I know some of you might think heavens no; December doesn’t need another holiday. After all, it has Christmas and New Year’s Eve, but for those of us living in deer country, we need to make opening day of firearms deer season the kind of holiday that frees kids from school and employees from a day of work. Even for people who don’t hunt, there are advantages.
For those families that put meat on the table the old-fashioned way, the first Wednesday in December is a red-letter day on the calendar. This date signals the opportunity for every licensed hunter in the house to provide pure, unadulterated protein for the family. Diners who eat venison harvested in the wild don’t have to worry about growth hormones or antibiotics leaching into their systems through the meat they consume. Protein in this form is also low in fat so it’s better for folks whose docs have told them to cut back on marbled beef.
Family hunts build bonds between spouses and among parents and children. Spending time on a frosty morning waiting to see a nice buck or fat doe come by creates memories and stories that liven up family gatherings for decades down the road. The meat in the freezer may be long gone, but tales of difficult shots or of recovering a deer from a field far from the road make great fireside tales year after year.

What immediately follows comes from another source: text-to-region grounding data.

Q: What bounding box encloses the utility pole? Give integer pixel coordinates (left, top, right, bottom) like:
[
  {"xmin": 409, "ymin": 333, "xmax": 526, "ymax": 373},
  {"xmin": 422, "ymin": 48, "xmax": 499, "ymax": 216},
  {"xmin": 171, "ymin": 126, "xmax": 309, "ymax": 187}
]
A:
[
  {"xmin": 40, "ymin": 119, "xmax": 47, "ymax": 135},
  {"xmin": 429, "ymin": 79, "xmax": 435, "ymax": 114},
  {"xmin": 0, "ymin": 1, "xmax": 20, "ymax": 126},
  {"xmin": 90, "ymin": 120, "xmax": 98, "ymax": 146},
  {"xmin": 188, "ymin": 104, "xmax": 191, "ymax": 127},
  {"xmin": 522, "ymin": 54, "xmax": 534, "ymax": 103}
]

Not only are these times to create family legends, they are also moments to teach patience and respect for nature. Youngsters too young to carry a gun can learn to sit quietly waiting for game to come in range. Every hunt provides a wealth of lessons about the outdoors from studying wind patterns to discovering how still you can be when a skunk wanders near your hiding spot.
Once a successful hunt is over, family bonding and learning continue as youngsters help prepare the carcass for butchering. Much of my understanding of anatomy occurred as I helped either my dad or my husband cut up a deer. Helping field dress a fresh carcass made high school biology dissections look easy. These experiences have made me appreciate my source of meat so much more than buying a shrink-wrapped package in a grocery store.
For non-hunters and vegetarians, reducing deer populations through controlled harvests make driving down roads safer. In addition, managing populations is better for the herd health. Too many deer in an area not only makes driving dangerous, it also means more depredation on crops and native plants. A pitiful sight for any who have experienced is a sick herd. In regions where residents discourage hunting, disease whittles populations in a season or two.
While the idea of an official holiday is tongue in cheek, I do love to hear stories of families that make this day and the rest of the season an annual event. Not only do these folks reduce deer populations that make driving to work a game of real life pinball with the car as the flicker and the deer as the puck, but they also strengthen family bonds, provide healthy protein for meals, and teach respect for nature.